In 3 minutes you can shift your mood from stressed or anxious to calm and grounded. (Learn more about the physical symptoms of stress and anxiety here.)
In light of ongoing uncertainty, everyone should have this quick practice in their stress relief medicine cabinet these days!
This can be done in moments when you feel anxious, fearful, overwhelmed, alone or isolated. But I also recommend practicing this when you feel good!
Practicing when you’re NOT triggered or stressed helps to train your nervous system to down regulate more quickly. You essentially train your nervous system to learn to let go and respond in the way you want vs. always reacting to stress when it blindsides you.
So, when you practice at times when you feel neutral or good, this practice becomes even more effective at times when you feel triggered and really need to calm and sooth yourself quickly.
One option is to set your phone alarm throughout the day, based on your schedule. If your schedule allow, you can set your alarm for each hour. Or you can wait until you’re at home and set your alarm, if this is more realistic. There’s really no right or wrong way to do this.

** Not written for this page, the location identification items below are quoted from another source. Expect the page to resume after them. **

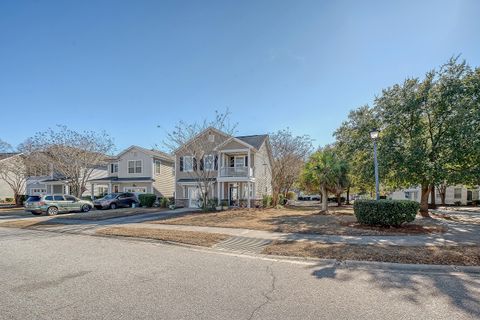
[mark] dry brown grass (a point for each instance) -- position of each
(339, 221)
(27, 224)
(457, 255)
(203, 239)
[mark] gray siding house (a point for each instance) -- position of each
(240, 170)
(138, 170)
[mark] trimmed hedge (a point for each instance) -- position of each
(147, 199)
(385, 212)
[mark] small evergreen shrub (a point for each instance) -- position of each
(147, 199)
(267, 201)
(291, 195)
(385, 212)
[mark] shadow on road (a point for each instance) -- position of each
(462, 290)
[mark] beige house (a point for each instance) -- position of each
(239, 170)
(453, 194)
(138, 170)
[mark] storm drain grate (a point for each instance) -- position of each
(243, 244)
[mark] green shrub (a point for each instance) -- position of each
(385, 212)
(291, 195)
(164, 202)
(147, 199)
(212, 204)
(267, 201)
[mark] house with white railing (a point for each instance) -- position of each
(238, 170)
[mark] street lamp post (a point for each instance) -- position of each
(374, 135)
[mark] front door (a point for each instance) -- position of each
(233, 195)
(193, 197)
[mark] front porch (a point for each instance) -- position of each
(108, 185)
(236, 193)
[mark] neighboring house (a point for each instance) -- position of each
(5, 190)
(138, 170)
(241, 170)
(453, 194)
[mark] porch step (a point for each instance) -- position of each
(243, 244)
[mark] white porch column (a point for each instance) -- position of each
(249, 164)
(248, 186)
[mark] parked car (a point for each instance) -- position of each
(116, 200)
(51, 204)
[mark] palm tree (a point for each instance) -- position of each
(323, 172)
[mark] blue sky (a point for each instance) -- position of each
(127, 66)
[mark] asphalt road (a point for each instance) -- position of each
(45, 275)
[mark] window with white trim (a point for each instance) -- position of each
(188, 163)
(239, 161)
(38, 190)
(135, 189)
(113, 167)
(134, 166)
(457, 193)
(208, 162)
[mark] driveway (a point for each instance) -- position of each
(47, 275)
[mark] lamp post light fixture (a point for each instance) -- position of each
(374, 135)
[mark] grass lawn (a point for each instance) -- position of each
(108, 214)
(188, 237)
(339, 221)
(447, 255)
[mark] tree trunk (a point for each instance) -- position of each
(324, 199)
(16, 196)
(433, 205)
(424, 200)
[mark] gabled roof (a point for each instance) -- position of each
(255, 141)
(199, 135)
(154, 153)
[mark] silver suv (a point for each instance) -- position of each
(51, 204)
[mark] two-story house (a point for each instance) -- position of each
(138, 170)
(240, 169)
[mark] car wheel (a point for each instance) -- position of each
(51, 211)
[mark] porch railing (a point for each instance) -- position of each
(236, 172)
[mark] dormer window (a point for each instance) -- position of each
(113, 167)
(134, 166)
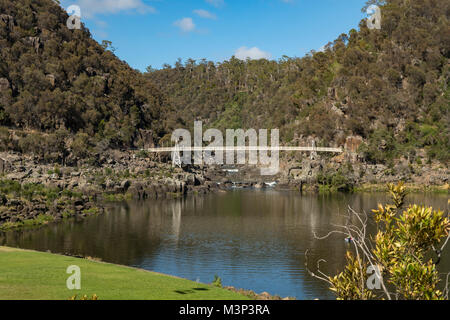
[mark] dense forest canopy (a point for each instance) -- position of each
(56, 79)
(388, 86)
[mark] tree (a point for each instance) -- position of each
(399, 254)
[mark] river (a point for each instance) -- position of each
(252, 239)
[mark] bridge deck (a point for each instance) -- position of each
(224, 149)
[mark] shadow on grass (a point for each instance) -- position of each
(193, 290)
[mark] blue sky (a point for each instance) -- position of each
(154, 32)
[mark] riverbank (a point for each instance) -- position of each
(32, 275)
(34, 193)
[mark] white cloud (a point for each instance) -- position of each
(205, 14)
(90, 8)
(185, 24)
(216, 3)
(254, 53)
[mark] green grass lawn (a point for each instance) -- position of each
(31, 275)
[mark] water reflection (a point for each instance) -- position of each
(251, 239)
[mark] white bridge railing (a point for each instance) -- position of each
(246, 148)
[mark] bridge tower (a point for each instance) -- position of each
(176, 157)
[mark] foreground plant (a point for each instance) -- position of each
(400, 254)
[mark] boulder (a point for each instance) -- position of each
(7, 21)
(4, 84)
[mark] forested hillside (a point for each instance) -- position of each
(64, 94)
(63, 83)
(389, 86)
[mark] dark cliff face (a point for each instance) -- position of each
(53, 78)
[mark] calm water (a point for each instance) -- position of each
(251, 239)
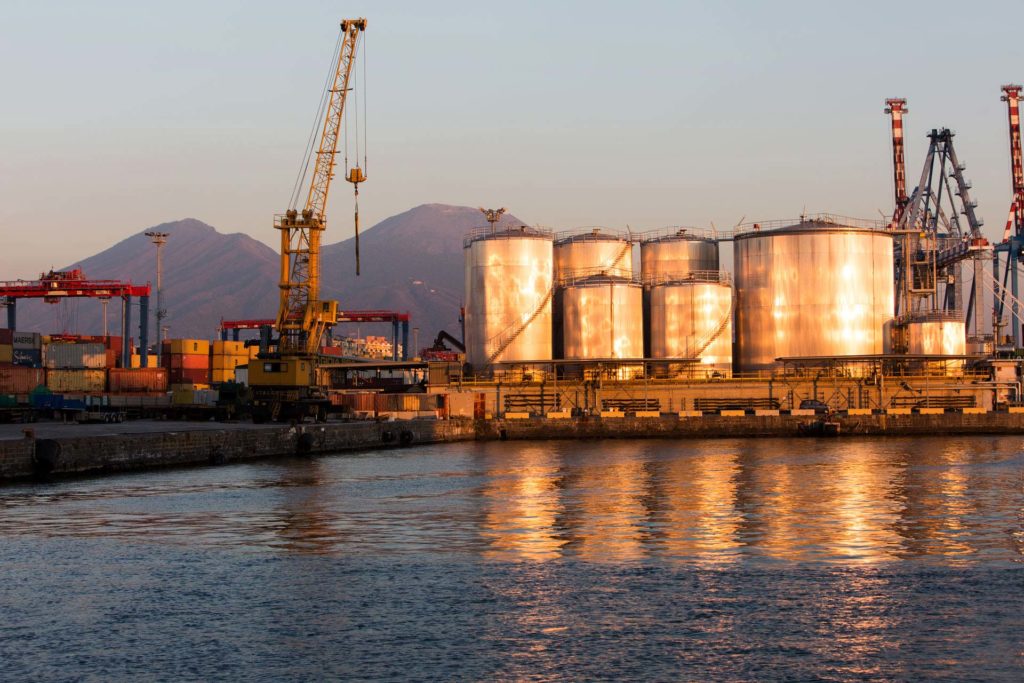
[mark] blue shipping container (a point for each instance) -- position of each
(32, 357)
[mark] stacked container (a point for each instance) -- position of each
(75, 368)
(6, 347)
(27, 349)
(137, 380)
(225, 356)
(187, 360)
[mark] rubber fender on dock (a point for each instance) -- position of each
(47, 456)
(217, 456)
(305, 443)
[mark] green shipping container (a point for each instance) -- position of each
(86, 381)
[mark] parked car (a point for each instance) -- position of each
(818, 407)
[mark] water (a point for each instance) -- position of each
(747, 559)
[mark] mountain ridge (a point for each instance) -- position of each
(410, 262)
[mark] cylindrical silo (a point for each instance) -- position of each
(508, 295)
(692, 318)
(676, 255)
(602, 318)
(938, 334)
(594, 252)
(817, 288)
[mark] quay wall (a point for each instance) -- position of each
(119, 453)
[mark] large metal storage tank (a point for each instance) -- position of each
(692, 318)
(508, 295)
(677, 254)
(594, 252)
(822, 287)
(603, 318)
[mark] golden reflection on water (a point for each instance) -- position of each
(867, 502)
(713, 502)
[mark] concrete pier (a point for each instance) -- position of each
(28, 451)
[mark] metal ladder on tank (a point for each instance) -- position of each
(710, 338)
(505, 338)
(510, 334)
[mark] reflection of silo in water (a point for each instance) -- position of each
(817, 288)
(692, 318)
(603, 318)
(508, 295)
(582, 255)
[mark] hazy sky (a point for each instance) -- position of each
(117, 116)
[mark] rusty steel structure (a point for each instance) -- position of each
(1013, 236)
(896, 108)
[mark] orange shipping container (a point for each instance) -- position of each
(91, 381)
(137, 380)
(18, 379)
(188, 361)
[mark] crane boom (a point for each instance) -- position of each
(302, 316)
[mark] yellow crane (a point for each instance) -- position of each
(287, 383)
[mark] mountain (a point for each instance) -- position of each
(410, 262)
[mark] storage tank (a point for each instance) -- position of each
(602, 318)
(692, 318)
(822, 287)
(594, 252)
(675, 254)
(508, 281)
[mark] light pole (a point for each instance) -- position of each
(159, 239)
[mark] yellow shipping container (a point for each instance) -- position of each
(218, 376)
(228, 361)
(183, 397)
(76, 380)
(187, 346)
(228, 348)
(188, 387)
(152, 361)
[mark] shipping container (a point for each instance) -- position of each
(228, 348)
(27, 340)
(221, 376)
(58, 355)
(228, 361)
(124, 380)
(186, 376)
(187, 361)
(17, 379)
(188, 386)
(92, 381)
(153, 360)
(31, 357)
(183, 346)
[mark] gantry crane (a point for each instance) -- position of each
(1013, 237)
(287, 383)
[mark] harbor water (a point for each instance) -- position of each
(724, 559)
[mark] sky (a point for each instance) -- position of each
(119, 116)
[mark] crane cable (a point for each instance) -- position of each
(307, 155)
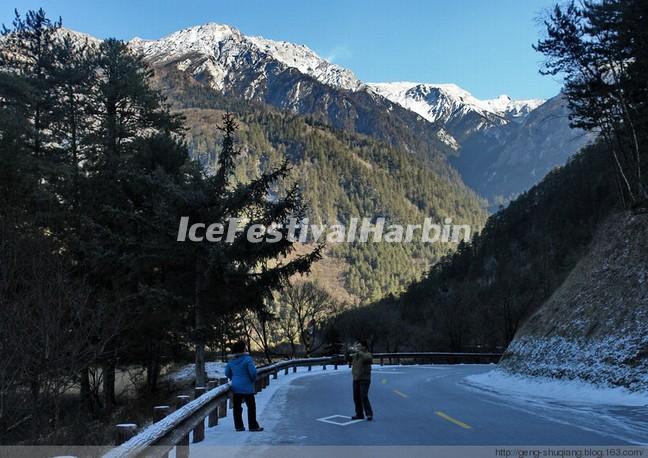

The idea is to create new neural pathways so that when you feel anxiety, fear, worry, anger or any of your usual “triggers” arise, you can catch yourself, acknowledge the feeling and begin the heart breath practice to calm yourself. (To learn more about how to integrate self care practices into your life, click here.)
Heart Breath
Time investment: 3 minutes.
Set up
You can be seated, lying down or standing.
If you’re outside, if you’re outside, stand with your feel on the ground and imagine roots from your feet extending deep into the earth
Do this when
You feel anxious
You feel fearful
You’re overwhelmed
You feel abandoned emotionally
Benefits
Regulates heartrate and breathing
Uses the vagus nerve to bring a parasympathetic state of coherence throughout your body
Calms nervous system
Builds self trust
Gives you sense of peace
Gives you sense of safety
Practice
Place both hands over your heart.
Focus your attention on the area of your heart.
Begin to breathe in and out of your heart space.
Optional: allow a memory or imagined moment of something that brings you a sense of peace, calm, appreciation, gratitude, or some other regenerative feeling and bring that feeling into your heart as you continue to breathe in and out of your heart.